Deux parcours qui ne mobilisent pas les mêmes ressources
Le modèle de Station A répond à une évolution plus large : les entreprises souhaitent réduire leur empreinte carbone, mais elles doivent aussi justifier leurs investissements. Un outil qui rassemble les données d’un site, les paramètres financiers et des fournisseurs potentiels peut raccourcir les premières étapes d’un projet.

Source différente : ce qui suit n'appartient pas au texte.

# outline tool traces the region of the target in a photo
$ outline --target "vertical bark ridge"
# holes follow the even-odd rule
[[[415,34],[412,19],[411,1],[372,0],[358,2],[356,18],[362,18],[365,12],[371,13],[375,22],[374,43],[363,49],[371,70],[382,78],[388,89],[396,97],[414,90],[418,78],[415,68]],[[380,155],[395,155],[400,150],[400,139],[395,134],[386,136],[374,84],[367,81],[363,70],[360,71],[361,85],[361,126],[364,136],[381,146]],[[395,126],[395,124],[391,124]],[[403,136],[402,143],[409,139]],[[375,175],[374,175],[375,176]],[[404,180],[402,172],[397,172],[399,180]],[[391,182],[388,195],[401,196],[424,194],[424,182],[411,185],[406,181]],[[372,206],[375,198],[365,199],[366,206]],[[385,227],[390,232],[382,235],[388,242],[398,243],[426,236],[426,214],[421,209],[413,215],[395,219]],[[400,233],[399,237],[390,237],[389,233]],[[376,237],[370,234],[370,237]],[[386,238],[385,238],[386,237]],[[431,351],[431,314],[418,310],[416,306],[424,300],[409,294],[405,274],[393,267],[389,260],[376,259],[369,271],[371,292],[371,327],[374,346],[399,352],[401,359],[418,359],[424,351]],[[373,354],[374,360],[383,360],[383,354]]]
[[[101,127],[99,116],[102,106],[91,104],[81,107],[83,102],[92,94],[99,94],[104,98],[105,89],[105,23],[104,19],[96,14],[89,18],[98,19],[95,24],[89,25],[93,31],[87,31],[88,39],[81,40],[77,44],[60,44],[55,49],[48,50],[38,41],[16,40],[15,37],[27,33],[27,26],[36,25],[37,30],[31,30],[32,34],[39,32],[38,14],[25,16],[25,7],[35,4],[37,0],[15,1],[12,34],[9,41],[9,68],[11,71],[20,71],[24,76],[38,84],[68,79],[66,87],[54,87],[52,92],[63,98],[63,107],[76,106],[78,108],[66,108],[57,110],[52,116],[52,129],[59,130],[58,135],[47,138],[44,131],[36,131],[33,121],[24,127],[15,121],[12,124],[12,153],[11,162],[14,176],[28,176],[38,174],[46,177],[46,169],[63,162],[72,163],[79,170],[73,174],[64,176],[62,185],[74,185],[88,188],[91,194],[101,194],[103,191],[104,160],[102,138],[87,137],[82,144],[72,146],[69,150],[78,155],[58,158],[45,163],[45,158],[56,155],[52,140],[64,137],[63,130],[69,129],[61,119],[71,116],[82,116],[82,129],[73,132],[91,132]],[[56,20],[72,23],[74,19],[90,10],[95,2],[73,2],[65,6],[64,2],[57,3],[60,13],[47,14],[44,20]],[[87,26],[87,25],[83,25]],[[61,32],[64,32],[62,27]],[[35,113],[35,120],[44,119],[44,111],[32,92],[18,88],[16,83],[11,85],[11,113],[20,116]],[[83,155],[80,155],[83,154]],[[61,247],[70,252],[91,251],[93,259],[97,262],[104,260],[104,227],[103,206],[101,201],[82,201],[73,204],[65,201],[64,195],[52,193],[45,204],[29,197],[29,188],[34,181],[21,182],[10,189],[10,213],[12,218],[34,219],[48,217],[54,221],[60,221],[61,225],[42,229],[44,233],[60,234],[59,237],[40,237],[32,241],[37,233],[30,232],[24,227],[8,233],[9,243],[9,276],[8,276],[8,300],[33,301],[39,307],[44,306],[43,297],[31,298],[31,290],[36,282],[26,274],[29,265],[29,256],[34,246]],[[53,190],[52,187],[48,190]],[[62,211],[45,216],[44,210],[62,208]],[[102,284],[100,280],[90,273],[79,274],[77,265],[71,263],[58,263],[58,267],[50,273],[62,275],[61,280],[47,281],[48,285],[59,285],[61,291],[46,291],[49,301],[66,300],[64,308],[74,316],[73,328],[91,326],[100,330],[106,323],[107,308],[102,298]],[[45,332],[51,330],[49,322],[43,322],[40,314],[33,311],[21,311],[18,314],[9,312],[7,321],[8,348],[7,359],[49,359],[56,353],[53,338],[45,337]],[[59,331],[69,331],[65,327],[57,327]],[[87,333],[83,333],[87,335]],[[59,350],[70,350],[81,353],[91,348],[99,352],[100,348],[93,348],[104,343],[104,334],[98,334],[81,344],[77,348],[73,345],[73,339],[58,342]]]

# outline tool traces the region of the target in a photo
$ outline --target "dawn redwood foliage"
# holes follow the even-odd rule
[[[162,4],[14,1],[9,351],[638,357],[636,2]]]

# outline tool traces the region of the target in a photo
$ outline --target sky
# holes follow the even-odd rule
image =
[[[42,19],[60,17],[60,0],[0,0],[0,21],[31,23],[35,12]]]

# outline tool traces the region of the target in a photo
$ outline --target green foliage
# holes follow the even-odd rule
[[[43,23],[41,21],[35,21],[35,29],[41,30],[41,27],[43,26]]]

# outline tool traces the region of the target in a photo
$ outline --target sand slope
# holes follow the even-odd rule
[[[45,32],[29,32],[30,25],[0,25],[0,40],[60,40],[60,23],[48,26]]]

Dans une démarche conventionnelle, une entreprise commence souvent par mandater des experts pour analyser chaque implantation. Ce travail demeure nécessaire à certains moments, mais il devient difficile à généraliser lorsqu’un parc compte de nombreux bâtiments. En automatisant une partie du diagnostic initial, Station A affirme pouvoir fournir rapidement, et à un coût quasi nul, un niveau d’expertise qui aurait auparavant nécessité des milliers de dollars de consultation.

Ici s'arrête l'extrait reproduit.